Perhaps Feynman could have identified the German psychologist that says, “Leonardo thought there were five colors.” However, Leonardo da Vinci writes, “White is given by light, without which no color may be seen, yellow by earth, green by water, blue by air and red by fire, and black by darkness which stands above the element of fire, because there is no substance or dimension on which the rays are able to percuss and accordingly to illuminate it (cited in Hoeppe, 2007, p. 59).” In short, da Vinci thought there were six colors: white, yellow (earth), green (water), blue (air), red (fire) and black. However, da Vinci was inconsistent and sometimes did not include black and white as colors (Kuehni & Schwarz, 2008). 

 

Review Questions:

1. How would you explain the Land color effect?

2. How would you explain the Fechner colors?

3. How would you explain the opponent process theory of color vision?

 

The moral of the lesson: the subjective color sensation of the human eye can be demonstrated through various optical phenomena, such as Land’s two-color experiment, Benham’s disk, and color afterimages.

 

References:

1. Feynman, R. P., Leighton, R. B., & Sands, M. (1963). The Feynman Lectures on Physics, Vol I: Mainly mechanics, radiation, and heat. Reading, MA: Addison-Wesley.
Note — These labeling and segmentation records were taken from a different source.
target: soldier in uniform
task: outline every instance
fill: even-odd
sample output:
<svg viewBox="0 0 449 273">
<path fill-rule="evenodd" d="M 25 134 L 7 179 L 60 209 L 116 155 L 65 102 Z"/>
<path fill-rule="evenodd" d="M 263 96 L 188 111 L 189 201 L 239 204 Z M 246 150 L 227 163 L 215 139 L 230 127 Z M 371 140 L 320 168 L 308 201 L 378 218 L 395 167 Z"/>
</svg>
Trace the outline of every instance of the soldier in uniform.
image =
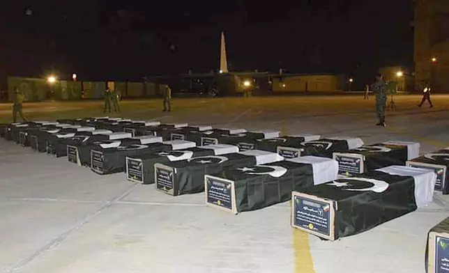
<svg viewBox="0 0 449 273">
<path fill-rule="evenodd" d="M 376 112 L 379 118 L 377 126 L 385 127 L 385 107 L 387 102 L 387 86 L 381 74 L 376 77 L 376 82 L 371 86 L 371 90 L 376 95 Z"/>
<path fill-rule="evenodd" d="M 23 93 L 20 92 L 17 87 L 15 87 L 14 88 L 14 106 L 13 106 L 13 121 L 15 123 L 17 118 L 17 113 L 23 121 L 26 121 L 26 118 L 25 118 L 22 112 L 24 98 L 25 96 Z"/>
<path fill-rule="evenodd" d="M 111 113 L 111 89 L 109 87 L 105 91 L 105 107 L 103 108 L 103 113 L 106 113 L 106 110 Z"/>
<path fill-rule="evenodd" d="M 116 88 L 111 93 L 111 98 L 112 99 L 112 107 L 114 113 L 120 113 L 120 98 L 121 93 Z"/>
<path fill-rule="evenodd" d="M 421 100 L 421 103 L 418 104 L 418 106 L 420 107 L 426 100 L 429 102 L 430 108 L 434 107 L 432 104 L 432 101 L 430 100 L 430 84 L 428 81 L 426 81 L 424 85 L 424 88 L 423 89 L 423 100 Z"/>
<path fill-rule="evenodd" d="M 164 98 L 164 111 L 172 111 L 172 89 L 168 85 L 166 88 L 162 89 L 162 97 Z"/>
</svg>

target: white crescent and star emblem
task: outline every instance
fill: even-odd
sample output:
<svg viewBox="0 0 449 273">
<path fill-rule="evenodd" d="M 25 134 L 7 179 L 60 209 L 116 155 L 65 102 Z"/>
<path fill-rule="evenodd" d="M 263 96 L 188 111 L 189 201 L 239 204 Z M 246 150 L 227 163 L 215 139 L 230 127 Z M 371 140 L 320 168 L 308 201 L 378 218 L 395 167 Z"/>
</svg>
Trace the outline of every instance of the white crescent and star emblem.
<svg viewBox="0 0 449 273">
<path fill-rule="evenodd" d="M 435 159 L 435 157 L 443 157 L 443 160 L 449 161 L 449 154 L 432 154 L 432 153 L 430 153 L 430 154 L 425 155 L 424 157 L 425 158 L 428 158 L 428 159 L 432 159 L 432 160 L 436 160 Z"/>
<path fill-rule="evenodd" d="M 345 191 L 351 191 L 351 192 L 374 192 L 377 193 L 382 193 L 385 192 L 388 187 L 390 187 L 390 184 L 387 183 L 385 181 L 383 180 L 378 180 L 376 179 L 372 179 L 372 178 L 347 178 L 344 179 L 340 180 L 340 181 L 344 181 L 344 180 L 349 180 L 349 181 L 361 181 L 361 182 L 369 182 L 372 184 L 372 186 L 370 187 L 365 187 L 363 189 L 357 189 L 357 188 L 353 188 L 351 187 L 353 187 L 354 185 L 351 185 L 350 182 L 338 182 L 337 181 L 333 181 L 330 183 L 326 184 L 329 186 L 335 186 L 338 188 L 340 187 L 344 187 L 342 189 L 342 190 Z"/>
<path fill-rule="evenodd" d="M 362 146 L 360 148 L 356 148 L 353 150 L 358 150 L 360 152 L 370 153 L 388 153 L 391 151 L 390 148 L 384 146 Z"/>
<path fill-rule="evenodd" d="M 266 168 L 266 169 L 271 169 L 271 171 L 257 172 L 257 170 L 259 168 Z M 239 168 L 237 169 L 243 171 L 246 174 L 251 174 L 251 175 L 256 175 L 256 176 L 263 176 L 265 174 L 268 174 L 268 176 L 273 176 L 273 178 L 281 177 L 284 176 L 287 171 L 287 169 L 284 167 L 281 167 L 280 166 L 268 166 L 268 165 L 257 165 L 257 166 L 254 166 L 252 168 L 243 167 L 243 168 Z"/>
<path fill-rule="evenodd" d="M 199 160 L 197 160 L 197 159 L 199 159 Z M 218 159 L 219 161 L 218 162 L 215 162 L 216 160 L 213 160 L 213 159 Z M 228 159 L 226 157 L 220 157 L 218 155 L 210 155 L 206 157 L 198 157 L 190 158 L 187 159 L 187 162 L 194 162 L 199 164 L 207 164 L 207 163 L 220 164 L 227 160 Z"/>
<path fill-rule="evenodd" d="M 325 150 L 329 150 L 330 147 L 332 147 L 332 142 L 328 142 L 328 141 L 307 141 L 307 142 L 302 142 L 301 145 L 303 146 L 308 146 L 311 145 L 312 146 L 315 146 L 317 148 L 324 148 Z"/>
</svg>

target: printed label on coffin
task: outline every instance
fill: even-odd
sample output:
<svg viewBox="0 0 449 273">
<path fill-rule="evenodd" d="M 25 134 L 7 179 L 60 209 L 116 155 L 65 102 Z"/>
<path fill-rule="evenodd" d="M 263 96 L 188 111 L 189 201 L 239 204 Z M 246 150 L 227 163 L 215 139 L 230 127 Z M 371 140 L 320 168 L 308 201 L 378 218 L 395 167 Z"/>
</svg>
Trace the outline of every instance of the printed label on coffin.
<svg viewBox="0 0 449 273">
<path fill-rule="evenodd" d="M 131 181 L 143 182 L 143 164 L 140 159 L 126 158 L 126 175 Z"/>
<path fill-rule="evenodd" d="M 301 149 L 291 147 L 277 146 L 277 153 L 286 159 L 296 158 L 301 156 Z"/>
<path fill-rule="evenodd" d="M 294 196 L 293 225 L 312 233 L 331 237 L 332 203 Z"/>
</svg>

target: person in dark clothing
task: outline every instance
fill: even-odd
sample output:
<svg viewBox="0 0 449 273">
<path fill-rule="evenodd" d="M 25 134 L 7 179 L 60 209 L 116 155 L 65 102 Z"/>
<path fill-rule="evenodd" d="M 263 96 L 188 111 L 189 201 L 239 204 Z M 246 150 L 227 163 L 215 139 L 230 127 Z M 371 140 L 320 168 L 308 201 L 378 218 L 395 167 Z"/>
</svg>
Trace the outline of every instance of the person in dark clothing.
<svg viewBox="0 0 449 273">
<path fill-rule="evenodd" d="M 430 108 L 434 107 L 434 105 L 432 104 L 432 101 L 430 100 L 430 84 L 429 84 L 428 82 L 426 82 L 424 85 L 424 88 L 423 89 L 423 100 L 421 100 L 421 103 L 418 104 L 419 107 L 422 107 L 423 104 L 425 102 L 426 100 L 429 102 Z"/>
<path fill-rule="evenodd" d="M 383 77 L 378 74 L 376 82 L 371 86 L 371 90 L 376 94 L 376 112 L 379 118 L 377 126 L 385 127 L 385 107 L 387 102 L 387 85 L 383 81 Z"/>
<path fill-rule="evenodd" d="M 13 121 L 16 122 L 17 119 L 17 114 L 20 116 L 20 118 L 24 122 L 26 121 L 26 118 L 24 116 L 24 114 L 22 112 L 22 104 L 24 100 L 25 99 L 25 95 L 23 93 L 19 91 L 18 88 L 14 88 L 14 105 L 13 106 Z"/>
</svg>

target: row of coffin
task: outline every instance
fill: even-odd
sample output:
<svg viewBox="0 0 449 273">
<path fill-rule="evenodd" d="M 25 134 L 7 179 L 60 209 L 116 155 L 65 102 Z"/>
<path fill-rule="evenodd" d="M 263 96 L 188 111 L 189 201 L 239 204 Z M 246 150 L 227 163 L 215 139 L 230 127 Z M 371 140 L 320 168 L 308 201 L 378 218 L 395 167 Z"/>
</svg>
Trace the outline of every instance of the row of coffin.
<svg viewBox="0 0 449 273">
<path fill-rule="evenodd" d="M 418 157 L 413 142 L 364 146 L 358 138 L 108 118 L 3 126 L 7 139 L 36 151 L 101 174 L 125 171 L 174 196 L 205 191 L 208 205 L 234 213 L 291 199 L 292 225 L 328 240 L 424 206 L 434 189 L 448 193 L 448 150 Z"/>
</svg>

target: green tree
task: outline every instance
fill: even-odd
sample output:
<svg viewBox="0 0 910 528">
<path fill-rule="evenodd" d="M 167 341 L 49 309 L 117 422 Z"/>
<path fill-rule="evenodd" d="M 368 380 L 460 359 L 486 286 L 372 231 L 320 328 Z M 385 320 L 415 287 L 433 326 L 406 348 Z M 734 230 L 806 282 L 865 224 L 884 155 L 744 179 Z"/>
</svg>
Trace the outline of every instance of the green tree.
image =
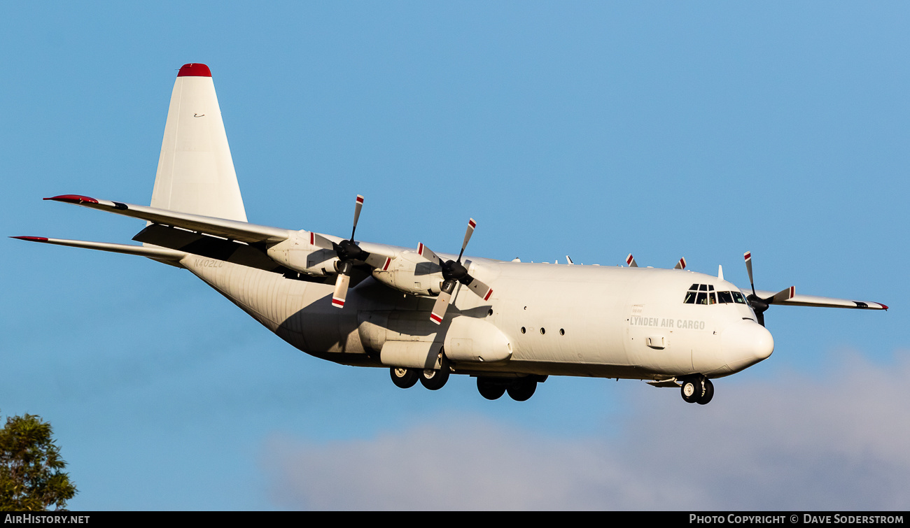
<svg viewBox="0 0 910 528">
<path fill-rule="evenodd" d="M 76 489 L 51 424 L 39 416 L 7 416 L 0 430 L 0 511 L 66 509 Z"/>
</svg>

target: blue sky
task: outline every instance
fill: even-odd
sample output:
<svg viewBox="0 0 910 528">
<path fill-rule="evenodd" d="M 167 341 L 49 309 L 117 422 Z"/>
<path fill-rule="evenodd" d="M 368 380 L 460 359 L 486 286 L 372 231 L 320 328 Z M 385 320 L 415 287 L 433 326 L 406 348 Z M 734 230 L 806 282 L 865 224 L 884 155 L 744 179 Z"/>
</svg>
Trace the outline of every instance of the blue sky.
<svg viewBox="0 0 910 528">
<path fill-rule="evenodd" d="M 179 66 L 211 67 L 251 222 L 881 302 L 774 307 L 708 406 L 636 381 L 394 387 L 188 272 L 5 239 L 0 411 L 73 509 L 910 507 L 903 3 L 5 4 L 7 235 L 127 242 Z M 682 483 L 684 485 L 681 485 Z"/>
</svg>

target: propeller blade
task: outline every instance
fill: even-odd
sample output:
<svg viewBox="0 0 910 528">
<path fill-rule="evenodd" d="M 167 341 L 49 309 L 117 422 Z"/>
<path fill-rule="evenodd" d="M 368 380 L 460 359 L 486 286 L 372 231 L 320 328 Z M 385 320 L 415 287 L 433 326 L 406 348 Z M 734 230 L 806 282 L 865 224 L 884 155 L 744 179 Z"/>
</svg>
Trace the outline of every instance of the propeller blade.
<svg viewBox="0 0 910 528">
<path fill-rule="evenodd" d="M 461 244 L 461 252 L 458 254 L 458 262 L 461 262 L 461 255 L 464 254 L 464 248 L 468 247 L 468 241 L 470 240 L 470 235 L 474 234 L 475 227 L 477 227 L 477 222 L 474 222 L 473 218 L 469 218 L 468 230 L 464 232 L 464 242 Z"/>
<path fill-rule="evenodd" d="M 349 263 L 345 263 L 349 264 Z M 350 284 L 350 275 L 339 273 L 335 280 L 335 293 L 332 294 L 332 306 L 344 308 L 345 299 L 348 298 L 348 284 Z"/>
<path fill-rule="evenodd" d="M 354 228 L 350 230 L 350 239 L 354 240 L 354 232 L 357 231 L 357 221 L 360 218 L 360 209 L 363 208 L 363 196 L 358 194 L 354 200 Z"/>
<path fill-rule="evenodd" d="M 433 311 L 430 314 L 430 320 L 437 324 L 441 324 L 442 318 L 446 316 L 446 309 L 449 308 L 449 302 L 451 301 L 452 291 L 455 289 L 455 281 L 444 281 L 440 289 L 440 296 L 433 304 Z"/>
<path fill-rule="evenodd" d="M 442 265 L 442 259 L 438 257 L 431 249 L 430 249 L 426 245 L 423 245 L 423 243 L 417 244 L 417 253 L 418 254 L 429 260 L 430 262 L 435 264 Z"/>
<path fill-rule="evenodd" d="M 745 252 L 743 254 L 743 258 L 745 259 L 745 269 L 749 272 L 749 284 L 752 284 L 752 294 L 755 295 L 755 281 L 752 279 L 752 252 Z M 755 296 L 757 297 L 758 295 Z"/>
<path fill-rule="evenodd" d="M 796 294 L 796 286 L 790 286 L 789 288 L 785 290 L 781 290 L 780 292 L 777 292 L 774 295 L 768 297 L 767 299 L 764 300 L 764 302 L 769 304 L 774 304 L 775 303 L 783 303 L 784 301 L 789 301 L 790 299 L 793 299 L 794 295 L 795 294 Z"/>
</svg>

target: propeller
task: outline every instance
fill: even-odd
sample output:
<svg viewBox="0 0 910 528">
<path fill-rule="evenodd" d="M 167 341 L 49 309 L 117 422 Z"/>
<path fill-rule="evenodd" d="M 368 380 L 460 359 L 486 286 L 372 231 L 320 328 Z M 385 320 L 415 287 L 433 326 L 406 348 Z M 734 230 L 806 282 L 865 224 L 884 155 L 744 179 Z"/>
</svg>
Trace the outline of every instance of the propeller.
<svg viewBox="0 0 910 528">
<path fill-rule="evenodd" d="M 417 253 L 430 262 L 439 264 L 442 268 L 442 285 L 440 287 L 440 296 L 436 298 L 433 311 L 430 314 L 430 319 L 440 324 L 442 318 L 446 315 L 446 309 L 449 308 L 449 302 L 451 301 L 452 292 L 455 291 L 456 283 L 461 283 L 468 286 L 470 291 L 477 294 L 481 299 L 486 301 L 492 294 L 493 290 L 487 284 L 475 279 L 468 274 L 468 269 L 461 264 L 461 256 L 464 254 L 464 248 L 468 247 L 468 241 L 474 234 L 477 223 L 471 218 L 468 220 L 468 231 L 464 234 L 464 242 L 461 244 L 461 252 L 458 254 L 458 260 L 443 261 L 432 252 L 429 247 L 420 244 L 417 246 Z"/>
<path fill-rule="evenodd" d="M 321 234 L 316 233 L 309 234 L 309 243 L 313 245 L 332 249 L 339 257 L 338 278 L 335 280 L 335 292 L 332 294 L 332 306 L 344 308 L 345 300 L 348 298 L 348 286 L 350 284 L 350 275 L 354 270 L 355 262 L 365 262 L 372 267 L 389 265 L 390 258 L 369 254 L 354 242 L 354 234 L 357 233 L 357 221 L 360 218 L 360 209 L 363 208 L 363 196 L 357 195 L 354 201 L 354 227 L 350 230 L 350 239 L 335 243 Z M 381 261 L 381 262 L 379 262 Z"/>
<path fill-rule="evenodd" d="M 755 294 L 755 282 L 752 278 L 752 252 L 747 251 L 743 254 L 745 259 L 745 269 L 749 272 L 749 284 L 752 285 L 752 294 L 746 296 L 749 305 L 755 311 L 755 317 L 758 324 L 764 326 L 764 312 L 771 304 L 779 304 L 784 301 L 792 299 L 796 294 L 796 286 L 790 286 L 785 290 L 781 290 L 770 297 L 762 298 Z"/>
</svg>

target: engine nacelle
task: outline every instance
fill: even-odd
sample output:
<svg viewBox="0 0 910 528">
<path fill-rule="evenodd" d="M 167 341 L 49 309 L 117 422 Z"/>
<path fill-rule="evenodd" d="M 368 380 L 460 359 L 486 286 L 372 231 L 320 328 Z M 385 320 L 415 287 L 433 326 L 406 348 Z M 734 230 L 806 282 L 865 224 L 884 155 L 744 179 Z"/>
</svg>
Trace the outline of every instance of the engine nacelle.
<svg viewBox="0 0 910 528">
<path fill-rule="evenodd" d="M 316 277 L 334 275 L 338 254 L 309 243 L 309 232 L 298 231 L 266 250 L 268 257 L 296 272 Z"/>
<path fill-rule="evenodd" d="M 387 269 L 373 270 L 373 277 L 399 292 L 415 295 L 439 295 L 442 269 L 427 261 L 416 251 L 401 252 Z"/>
</svg>

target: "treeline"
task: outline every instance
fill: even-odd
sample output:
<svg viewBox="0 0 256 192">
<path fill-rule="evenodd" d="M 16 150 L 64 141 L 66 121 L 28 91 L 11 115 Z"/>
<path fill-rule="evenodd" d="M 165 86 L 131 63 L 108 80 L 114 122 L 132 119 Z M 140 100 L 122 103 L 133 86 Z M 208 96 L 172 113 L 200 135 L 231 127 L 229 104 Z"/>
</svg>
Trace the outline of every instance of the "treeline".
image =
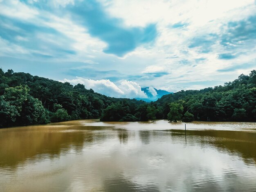
<svg viewBox="0 0 256 192">
<path fill-rule="evenodd" d="M 88 118 L 256 121 L 256 105 L 255 70 L 224 86 L 182 90 L 149 103 L 108 97 L 79 84 L 73 86 L 0 69 L 0 127 Z"/>
<path fill-rule="evenodd" d="M 224 86 L 165 95 L 155 104 L 162 117 L 172 121 L 255 122 L 256 71 Z"/>
<path fill-rule="evenodd" d="M 0 127 L 99 118 L 113 103 L 128 103 L 135 110 L 145 103 L 108 97 L 79 84 L 0 69 Z"/>
</svg>

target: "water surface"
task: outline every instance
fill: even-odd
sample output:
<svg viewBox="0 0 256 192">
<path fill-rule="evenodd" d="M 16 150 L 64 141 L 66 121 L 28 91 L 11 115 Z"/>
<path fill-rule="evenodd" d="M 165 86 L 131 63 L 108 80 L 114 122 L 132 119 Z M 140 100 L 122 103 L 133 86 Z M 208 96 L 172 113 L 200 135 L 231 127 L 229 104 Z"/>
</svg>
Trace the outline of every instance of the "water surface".
<svg viewBox="0 0 256 192">
<path fill-rule="evenodd" d="M 81 120 L 0 129 L 0 191 L 256 191 L 256 123 Z"/>
</svg>

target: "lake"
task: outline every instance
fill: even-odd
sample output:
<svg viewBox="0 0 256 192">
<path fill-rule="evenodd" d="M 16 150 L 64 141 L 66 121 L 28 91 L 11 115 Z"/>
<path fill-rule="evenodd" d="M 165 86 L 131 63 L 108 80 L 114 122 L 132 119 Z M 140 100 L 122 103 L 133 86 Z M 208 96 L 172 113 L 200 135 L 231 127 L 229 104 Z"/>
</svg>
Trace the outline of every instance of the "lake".
<svg viewBox="0 0 256 192">
<path fill-rule="evenodd" d="M 0 129 L 0 191 L 256 191 L 256 123 Z"/>
</svg>

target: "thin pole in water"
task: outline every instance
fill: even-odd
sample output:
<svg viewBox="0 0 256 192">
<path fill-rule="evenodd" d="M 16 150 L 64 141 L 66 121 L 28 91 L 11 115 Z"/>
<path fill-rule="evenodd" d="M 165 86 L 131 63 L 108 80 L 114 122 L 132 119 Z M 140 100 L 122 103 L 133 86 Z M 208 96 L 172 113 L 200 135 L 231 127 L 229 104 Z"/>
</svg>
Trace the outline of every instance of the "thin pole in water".
<svg viewBox="0 0 256 192">
<path fill-rule="evenodd" d="M 185 139 L 186 139 L 186 123 L 185 123 Z"/>
</svg>

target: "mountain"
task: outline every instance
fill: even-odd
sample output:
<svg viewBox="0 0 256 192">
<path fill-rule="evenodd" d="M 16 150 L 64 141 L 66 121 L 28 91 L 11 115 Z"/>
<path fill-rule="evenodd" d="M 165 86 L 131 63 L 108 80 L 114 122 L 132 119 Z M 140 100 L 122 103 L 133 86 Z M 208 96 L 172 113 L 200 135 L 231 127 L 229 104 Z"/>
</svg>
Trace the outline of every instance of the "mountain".
<svg viewBox="0 0 256 192">
<path fill-rule="evenodd" d="M 173 93 L 164 90 L 157 89 L 152 87 L 141 88 L 141 91 L 144 92 L 147 95 L 148 98 L 135 98 L 137 100 L 143 100 L 147 102 L 155 101 L 164 95 Z"/>
</svg>

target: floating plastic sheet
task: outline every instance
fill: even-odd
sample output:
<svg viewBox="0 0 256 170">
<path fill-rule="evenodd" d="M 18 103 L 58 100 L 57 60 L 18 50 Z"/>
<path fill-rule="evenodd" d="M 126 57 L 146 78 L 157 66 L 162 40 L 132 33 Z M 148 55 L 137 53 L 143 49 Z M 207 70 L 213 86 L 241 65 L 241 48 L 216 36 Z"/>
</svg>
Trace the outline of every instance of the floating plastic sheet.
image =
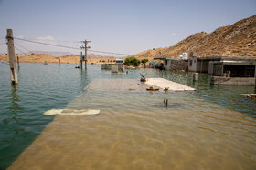
<svg viewBox="0 0 256 170">
<path fill-rule="evenodd" d="M 44 113 L 44 115 L 94 115 L 101 110 L 70 110 L 70 109 L 51 109 Z"/>
</svg>

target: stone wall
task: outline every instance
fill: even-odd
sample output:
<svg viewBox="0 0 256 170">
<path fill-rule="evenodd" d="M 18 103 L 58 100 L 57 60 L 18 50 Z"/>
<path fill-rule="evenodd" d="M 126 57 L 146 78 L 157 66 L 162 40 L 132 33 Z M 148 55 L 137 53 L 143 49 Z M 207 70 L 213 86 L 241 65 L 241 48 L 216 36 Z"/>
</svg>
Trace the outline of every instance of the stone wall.
<svg viewBox="0 0 256 170">
<path fill-rule="evenodd" d="M 167 59 L 165 65 L 165 70 L 188 70 L 188 61 L 187 60 L 177 60 L 177 59 Z"/>
<path fill-rule="evenodd" d="M 255 85 L 255 78 L 212 76 L 211 85 Z"/>
</svg>

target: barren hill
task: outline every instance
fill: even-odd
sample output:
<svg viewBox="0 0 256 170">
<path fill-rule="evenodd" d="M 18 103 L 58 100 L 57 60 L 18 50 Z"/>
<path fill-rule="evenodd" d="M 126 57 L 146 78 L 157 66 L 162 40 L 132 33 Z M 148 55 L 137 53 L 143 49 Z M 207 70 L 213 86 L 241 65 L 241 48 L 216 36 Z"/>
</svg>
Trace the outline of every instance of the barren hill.
<svg viewBox="0 0 256 170">
<path fill-rule="evenodd" d="M 256 56 L 256 15 L 240 20 L 232 25 L 223 26 L 208 34 L 196 33 L 175 45 L 147 50 L 135 56 L 177 58 L 182 53 L 197 53 L 207 56 Z"/>
</svg>

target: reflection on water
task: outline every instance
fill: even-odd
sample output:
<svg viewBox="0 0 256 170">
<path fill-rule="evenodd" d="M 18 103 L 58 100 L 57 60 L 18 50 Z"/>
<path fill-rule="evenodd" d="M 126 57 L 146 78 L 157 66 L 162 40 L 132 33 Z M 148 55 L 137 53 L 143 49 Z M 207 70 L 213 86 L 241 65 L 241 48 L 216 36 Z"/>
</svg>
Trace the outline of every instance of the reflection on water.
<svg viewBox="0 0 256 170">
<path fill-rule="evenodd" d="M 74 69 L 71 65 L 27 66 L 20 70 L 17 89 L 0 91 L 4 96 L 0 109 L 5 113 L 0 117 L 0 138 L 15 141 L 6 145 L 1 138 L 2 167 L 33 141 L 10 169 L 256 167 L 256 102 L 240 96 L 241 93 L 253 93 L 254 86 L 210 85 L 207 75 L 193 82 L 190 73 L 153 69 L 111 75 L 104 74 L 109 71 L 101 71 L 100 65 L 89 65 L 86 71 Z M 37 75 L 31 70 L 37 70 Z M 82 91 L 96 78 L 139 79 L 140 73 L 197 91 Z M 169 101 L 167 108 L 162 106 L 164 98 Z M 101 113 L 55 117 L 43 115 L 47 110 L 64 108 L 99 109 Z M 12 119 L 14 115 L 17 122 Z M 16 133 L 14 129 L 25 131 Z M 36 138 L 35 134 L 39 135 Z M 8 164 L 2 165 L 4 161 Z"/>
<path fill-rule="evenodd" d="M 256 167 L 256 122 L 194 92 L 83 91 L 67 109 L 101 113 L 57 115 L 10 169 Z"/>
</svg>

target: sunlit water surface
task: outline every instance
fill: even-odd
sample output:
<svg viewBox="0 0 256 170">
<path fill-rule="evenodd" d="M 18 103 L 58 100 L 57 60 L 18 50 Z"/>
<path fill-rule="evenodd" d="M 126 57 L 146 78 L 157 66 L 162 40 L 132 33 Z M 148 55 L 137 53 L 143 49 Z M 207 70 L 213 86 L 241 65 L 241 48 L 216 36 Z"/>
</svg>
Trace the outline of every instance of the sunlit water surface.
<svg viewBox="0 0 256 170">
<path fill-rule="evenodd" d="M 22 64 L 15 88 L 2 65 L 2 168 L 11 164 L 10 169 L 256 168 L 256 102 L 240 95 L 254 93 L 254 86 L 210 85 L 207 75 L 193 83 L 192 75 L 182 72 L 111 75 L 100 65 L 80 71 L 74 65 Z M 140 73 L 197 91 L 82 90 L 94 78 L 140 78 Z M 168 108 L 163 107 L 164 98 Z M 53 108 L 101 113 L 43 115 Z"/>
</svg>

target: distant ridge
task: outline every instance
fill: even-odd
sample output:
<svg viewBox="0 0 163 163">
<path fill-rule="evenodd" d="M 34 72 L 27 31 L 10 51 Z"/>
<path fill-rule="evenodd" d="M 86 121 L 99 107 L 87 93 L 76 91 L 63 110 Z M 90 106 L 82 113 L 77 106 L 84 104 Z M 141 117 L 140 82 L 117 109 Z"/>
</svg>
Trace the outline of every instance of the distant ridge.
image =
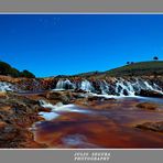
<svg viewBox="0 0 163 163">
<path fill-rule="evenodd" d="M 163 75 L 163 61 L 151 61 L 129 64 L 105 73 L 109 76 Z"/>
</svg>

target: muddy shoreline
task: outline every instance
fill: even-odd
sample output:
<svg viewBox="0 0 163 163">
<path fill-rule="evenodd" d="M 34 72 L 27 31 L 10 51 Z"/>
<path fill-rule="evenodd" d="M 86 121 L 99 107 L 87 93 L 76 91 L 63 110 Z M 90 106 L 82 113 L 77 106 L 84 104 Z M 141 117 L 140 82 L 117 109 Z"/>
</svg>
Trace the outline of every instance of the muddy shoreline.
<svg viewBox="0 0 163 163">
<path fill-rule="evenodd" d="M 1 149 L 163 148 L 163 106 L 149 100 L 70 90 L 1 93 L 0 108 Z M 58 116 L 47 120 L 40 112 Z"/>
</svg>

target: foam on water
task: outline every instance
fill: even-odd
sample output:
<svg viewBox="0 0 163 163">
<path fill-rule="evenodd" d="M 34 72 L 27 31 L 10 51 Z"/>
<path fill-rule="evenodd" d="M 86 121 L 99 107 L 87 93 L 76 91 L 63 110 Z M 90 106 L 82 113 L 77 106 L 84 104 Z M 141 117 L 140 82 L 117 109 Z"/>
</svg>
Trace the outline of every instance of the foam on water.
<svg viewBox="0 0 163 163">
<path fill-rule="evenodd" d="M 13 91 L 13 85 L 6 82 L 0 82 L 0 91 Z"/>
<path fill-rule="evenodd" d="M 59 117 L 59 113 L 62 112 L 82 112 L 86 113 L 87 110 L 78 109 L 75 105 L 63 105 L 62 102 L 58 102 L 56 105 L 52 105 L 50 102 L 46 102 L 45 100 L 40 100 L 40 105 L 43 108 L 50 108 L 52 109 L 51 112 L 40 112 L 39 115 L 45 118 L 46 120 L 52 120 L 57 117 Z"/>
</svg>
2. Finger, S. (2001). Origins of neuroscience: a history of explorations into brain function. Oxford University Press.

3. Hoeppe, G. (2007). Why the sky is blue: discovering the color of life. Princeton, New Jersey: Princeton University Press.

4. Kuehni, R. G., & Schwarz, A. (2008). Color ordered: a survey of color systems from antiquity to the present. New York: Oxford University Press.

5. Land, E. H. (1959). Experiments in color vision. Scientific American, 200(5), 84-99.

6. Isaacson, W. (2011). Steve Jobs. New York: Simon and Schuster.

7. Nishiyama, Y. (2014). The Mathematics of Benham’s Top. International Journal of Pure and Applied Mathematics, 93(3), 399.